Private spaceflight companies, however, are not granted sums of money to use however they wish – they must find other ways to finance their flights, and these strategies get quite creative. Companies like Blue Origin and Virgin Galactic offer flights to tourists looking to enjoy the wonder of zero-g and view the Earth from above, if only for a few minutes. Tickets to space cost anywhere from $450,000 into the millions, proving the tactic’s profitability, according to a Los Angeles Times article. But spaceflight is dangerous – it always has been. Just last year, a Blue Origin rocket carrying scientific payloads caught fire mid-flight, prompting activation of the launch escape system. While the mission was unmanned and the capsule was recovered undamaged and intact, the incident serves as a reminder that the possibility of a fatal accident is a very real one.
Some other spaceflight companies are financed through sister businesses, oftentimes functioning in a symbiotic sort of relationship. Elon Musk’s Starlink internet-providing company launches its satellites aboard SpaceX Falcon 9 rockets – meaning the expense of the launches will repay itself in the form of subscriptions to the service. But with dozens of Starlink launches every year, each one containing up to and over 50 satellites, space in Low Earth Orbit is quickly becoming crowded with satellite constellations like Starlink or OneWeb, with prospects like Amazon’s Project Kuiper to join the mayhem in the coming years. This traffic-jamming of space, called Kessler Syndrome, is becoming a dangerous issue, yet another roadblock in the face of space exploration.
But it isn’t all bad news.

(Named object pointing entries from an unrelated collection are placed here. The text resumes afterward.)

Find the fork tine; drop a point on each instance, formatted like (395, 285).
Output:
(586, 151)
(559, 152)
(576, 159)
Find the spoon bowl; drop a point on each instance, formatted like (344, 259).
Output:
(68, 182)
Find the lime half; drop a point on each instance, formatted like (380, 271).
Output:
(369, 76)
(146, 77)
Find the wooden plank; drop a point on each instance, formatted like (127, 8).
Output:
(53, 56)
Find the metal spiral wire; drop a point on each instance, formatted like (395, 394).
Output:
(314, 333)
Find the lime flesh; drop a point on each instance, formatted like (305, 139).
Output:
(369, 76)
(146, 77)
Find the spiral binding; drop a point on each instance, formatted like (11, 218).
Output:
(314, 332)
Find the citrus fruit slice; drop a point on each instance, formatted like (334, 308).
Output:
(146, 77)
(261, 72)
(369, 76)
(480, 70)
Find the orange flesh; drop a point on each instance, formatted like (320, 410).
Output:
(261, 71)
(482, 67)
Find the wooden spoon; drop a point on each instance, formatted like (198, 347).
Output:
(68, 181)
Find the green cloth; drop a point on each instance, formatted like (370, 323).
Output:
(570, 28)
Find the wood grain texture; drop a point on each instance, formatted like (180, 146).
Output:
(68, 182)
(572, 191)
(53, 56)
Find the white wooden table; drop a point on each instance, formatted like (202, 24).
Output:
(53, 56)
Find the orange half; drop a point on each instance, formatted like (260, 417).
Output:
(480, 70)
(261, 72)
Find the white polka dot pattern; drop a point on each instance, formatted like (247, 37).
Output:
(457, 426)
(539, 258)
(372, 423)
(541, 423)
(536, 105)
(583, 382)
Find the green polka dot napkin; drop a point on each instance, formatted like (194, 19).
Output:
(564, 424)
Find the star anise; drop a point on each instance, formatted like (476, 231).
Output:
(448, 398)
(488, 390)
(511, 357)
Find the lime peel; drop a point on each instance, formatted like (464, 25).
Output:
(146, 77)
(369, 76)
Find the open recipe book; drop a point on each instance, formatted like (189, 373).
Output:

SpaceX offers frequent missions to space, containing several satellites in only one launch. These ‘rideshare’ missions, as SpaceX calls them, enable easy access to space for research institutions, universities, and other groups that would be otherwise unable to place their payload in orbit. Launches start at $275,000 for a 50-kilogram payload into orbit, according to their website.
Not only does SpaceX offer space access to the public, but also to bodies like NASA. Several of the business’s contracts with the administration include those to resupply and deliver crew to the ISS, as well as to provide the landing system for the upcoming Artemis moon missions. This landing system, an adaptation of the wildly ambitious Starship vehicle, serves another point about the industry – despite the struggles for budget, when the funding is plentiful, development can progress at a rapid pace, rivaling government agencies.
SpaceX’s starship launched its very first prototype in July of 2019. Just under three short years later, in April of 2023, they launched their first full-scale vehicle on an orbital attempt, a development speed rivaling that of even the automotive industry in its heyday. With plans for another attempt this fall, the rapid development cadence is an obvious benefit of the industry, and most other companies are attempting to develop similarly groundbreaking technologies just to keep up. The billionaires are ushering in a new space age, a sign that private spaceflight may be the next golden era of exploration.